A new study found new reasons why one should always be well rested. He found some links between insomnia and dementia, specifically when people are between 50 and 60 years old.
Published in the magazine Communications on Nature, the study tracked more than 8,000 subjects in Britain, from the age of 50 onwards. Those who consistently recorded less than six hours of sleep per night were 30% more likely to develop dementia three decades later than subjects who slept constantly for seven hours a night.
The research team was able to adapt to behaviors and characteristics that could influence people’s sleep patterns and increase the risk of dementia, such as smoking, alcohol consumption, physical activity, and body mass index.
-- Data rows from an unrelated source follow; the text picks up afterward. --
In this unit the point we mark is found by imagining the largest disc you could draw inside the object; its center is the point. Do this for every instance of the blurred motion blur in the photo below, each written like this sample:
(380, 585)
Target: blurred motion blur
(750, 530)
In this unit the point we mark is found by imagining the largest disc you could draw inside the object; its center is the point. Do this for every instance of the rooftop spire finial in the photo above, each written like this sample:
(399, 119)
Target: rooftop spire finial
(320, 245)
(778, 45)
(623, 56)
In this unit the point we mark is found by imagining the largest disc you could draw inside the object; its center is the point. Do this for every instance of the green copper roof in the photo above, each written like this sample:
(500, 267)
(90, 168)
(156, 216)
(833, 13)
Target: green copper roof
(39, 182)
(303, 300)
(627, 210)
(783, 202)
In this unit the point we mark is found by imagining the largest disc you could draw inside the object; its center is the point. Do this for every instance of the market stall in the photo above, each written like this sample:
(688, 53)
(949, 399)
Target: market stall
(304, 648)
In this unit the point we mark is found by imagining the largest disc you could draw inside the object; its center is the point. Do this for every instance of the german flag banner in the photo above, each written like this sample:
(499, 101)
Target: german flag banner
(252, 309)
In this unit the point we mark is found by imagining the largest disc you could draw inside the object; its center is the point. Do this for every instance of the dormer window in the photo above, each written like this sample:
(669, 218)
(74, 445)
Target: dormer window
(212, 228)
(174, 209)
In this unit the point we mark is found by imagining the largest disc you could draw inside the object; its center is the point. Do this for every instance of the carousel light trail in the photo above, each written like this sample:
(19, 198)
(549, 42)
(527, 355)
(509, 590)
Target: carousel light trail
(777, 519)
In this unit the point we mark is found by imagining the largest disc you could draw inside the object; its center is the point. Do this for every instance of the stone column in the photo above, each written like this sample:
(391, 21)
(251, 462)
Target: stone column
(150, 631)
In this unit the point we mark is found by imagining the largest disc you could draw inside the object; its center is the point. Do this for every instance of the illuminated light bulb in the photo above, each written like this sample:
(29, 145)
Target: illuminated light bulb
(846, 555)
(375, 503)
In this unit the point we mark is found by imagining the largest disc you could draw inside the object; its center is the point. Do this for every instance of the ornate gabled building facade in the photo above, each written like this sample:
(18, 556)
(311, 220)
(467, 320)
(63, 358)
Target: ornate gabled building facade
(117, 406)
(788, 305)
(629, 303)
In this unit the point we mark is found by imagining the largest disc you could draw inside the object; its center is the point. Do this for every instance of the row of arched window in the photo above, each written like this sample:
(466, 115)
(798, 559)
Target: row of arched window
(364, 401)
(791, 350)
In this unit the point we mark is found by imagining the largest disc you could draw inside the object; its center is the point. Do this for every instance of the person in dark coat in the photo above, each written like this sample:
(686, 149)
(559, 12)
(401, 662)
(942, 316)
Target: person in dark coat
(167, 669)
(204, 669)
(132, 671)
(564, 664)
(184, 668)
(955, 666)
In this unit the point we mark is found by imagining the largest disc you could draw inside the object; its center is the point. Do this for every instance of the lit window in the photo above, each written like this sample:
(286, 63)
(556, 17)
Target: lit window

“It would be highly unlikely that nearly three decades earlier, this sleep would be a symptom of dementia, so it’s a fantastic study to provide strong evidence that sleep is really a risk factor,” said Dr. Kristine Yaffe, a professor of neurology and psychiatry at the University of California, he said to the New York News.
Limitations of the study include that most of the data were self-reported, which does not allow for more accurate results; the study did not differentiate between different types of dementia, and most participants were white and better educated than the British population at large.
Disorderly sleep is correlated with various health conditions. Although experts are unaware of the connection it could have with dementia, there are several theories in circulation. The more people are awake, the more they produce amyloid, a protein associated with Alzheimer’s. It is also believed that during sleep, fluid flowing to the brain eliminates excess protein, which means that when this process is disrupted, harmful proteins can build up and cause brain damage.
Although the study does not answer all the questions, experts believe that while they do not have a completely clear picture, the results show a strong connection between lack of sleep and dementia. Developing better sleep habits, a factor we are under our control and can work on, could lead to a preventative measure against dementia, a condition that has long been associated with genetics and mystery.